Haydar Ağa, öğle vaktinde tepedeki sandalyesinde oturur, sigarasını içer ve dürbünle işçilerini gözetlerdi. Uzaktan Hasan'ın kendisine doğru telaşla koştuğunu gördü. Elinde bir kâğıt vardı ve aceleyle geliyordu.
"Ağam, ağam!" diye telaşla sesleniyordu Hasan.
Haydar Ağa sigarasını yere atıp üzerine bastı.
"Ne oldu Hasan, bu telaş nedir?"
Hasan koşmaktan nefes nefese kalmıştı. Derken kendini toparladı.
"Ağam, sipariş geldi, çok acil!"
Haydar Ağa, kâğıdı Hasan'ın elinden alıp incelemeye başladı. Siparişteki rakamlar çok yüksekti ve en kötüsü verilen süre çok kısaydı.
"Bu nedir Hasan Bey, bunu nasıl yetiştiririz? İki gün süre vermişler!

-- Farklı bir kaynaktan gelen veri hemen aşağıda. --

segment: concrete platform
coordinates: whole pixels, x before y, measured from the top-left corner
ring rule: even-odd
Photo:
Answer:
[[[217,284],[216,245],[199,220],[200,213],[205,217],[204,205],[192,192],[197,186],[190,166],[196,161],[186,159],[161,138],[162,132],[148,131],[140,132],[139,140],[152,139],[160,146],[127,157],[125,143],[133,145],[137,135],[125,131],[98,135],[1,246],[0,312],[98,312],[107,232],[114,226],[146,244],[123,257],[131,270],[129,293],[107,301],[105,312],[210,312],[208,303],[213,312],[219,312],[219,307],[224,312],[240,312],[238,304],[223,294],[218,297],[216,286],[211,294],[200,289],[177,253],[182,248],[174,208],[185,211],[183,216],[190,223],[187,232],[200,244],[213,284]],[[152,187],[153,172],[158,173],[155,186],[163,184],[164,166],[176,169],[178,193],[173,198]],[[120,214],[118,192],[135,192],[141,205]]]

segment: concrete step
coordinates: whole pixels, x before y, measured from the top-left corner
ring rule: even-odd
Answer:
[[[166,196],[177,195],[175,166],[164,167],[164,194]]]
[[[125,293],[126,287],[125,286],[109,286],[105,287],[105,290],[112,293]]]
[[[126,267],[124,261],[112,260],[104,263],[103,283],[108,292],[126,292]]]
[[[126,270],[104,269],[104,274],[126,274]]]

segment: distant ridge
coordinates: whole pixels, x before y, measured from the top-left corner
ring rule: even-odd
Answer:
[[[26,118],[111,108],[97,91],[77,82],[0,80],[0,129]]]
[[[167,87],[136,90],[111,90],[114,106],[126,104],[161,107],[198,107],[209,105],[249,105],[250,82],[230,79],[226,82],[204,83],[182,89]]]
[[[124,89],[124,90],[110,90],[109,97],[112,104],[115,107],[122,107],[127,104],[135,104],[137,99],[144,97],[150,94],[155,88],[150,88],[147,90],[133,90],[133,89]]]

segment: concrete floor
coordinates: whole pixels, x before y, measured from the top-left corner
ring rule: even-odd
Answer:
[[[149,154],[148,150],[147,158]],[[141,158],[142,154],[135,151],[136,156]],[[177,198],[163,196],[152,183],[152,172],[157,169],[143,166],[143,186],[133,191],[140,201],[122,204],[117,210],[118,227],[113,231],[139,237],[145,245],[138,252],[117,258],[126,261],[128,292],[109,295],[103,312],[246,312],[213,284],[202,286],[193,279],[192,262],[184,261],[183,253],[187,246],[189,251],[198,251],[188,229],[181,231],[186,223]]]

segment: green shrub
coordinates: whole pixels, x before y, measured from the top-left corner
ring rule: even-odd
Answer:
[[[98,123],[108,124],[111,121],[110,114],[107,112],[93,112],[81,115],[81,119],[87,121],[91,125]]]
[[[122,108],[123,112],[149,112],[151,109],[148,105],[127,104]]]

Çıldırmışlar mı bu adamlar, bu acele ne böyle!"
Haydar Ağa şapkasını çıkarıp bezle alnını sildi, sonra yeniden kâğıda baktı. Sonra tarlaya ve işçilere baktı. Derin bir düşünceden sonra kararını verdi.
"Derhal işçilere söyle, bugün molaları kısaltacağız, saatleri de uzatacağız. Yarın da erkenden başlayacağız. Kasabaya git ve ek adam toparla, gerekirse fiyatı yükselt ama boş dönme! Bu işi bu tarihte bitirmeliyiz, aksi takdirde ürünleri rakiplerimizden alırlar, buna fırsat veremeyiz. Hadi, fırla ne duruyorsun Hasan!"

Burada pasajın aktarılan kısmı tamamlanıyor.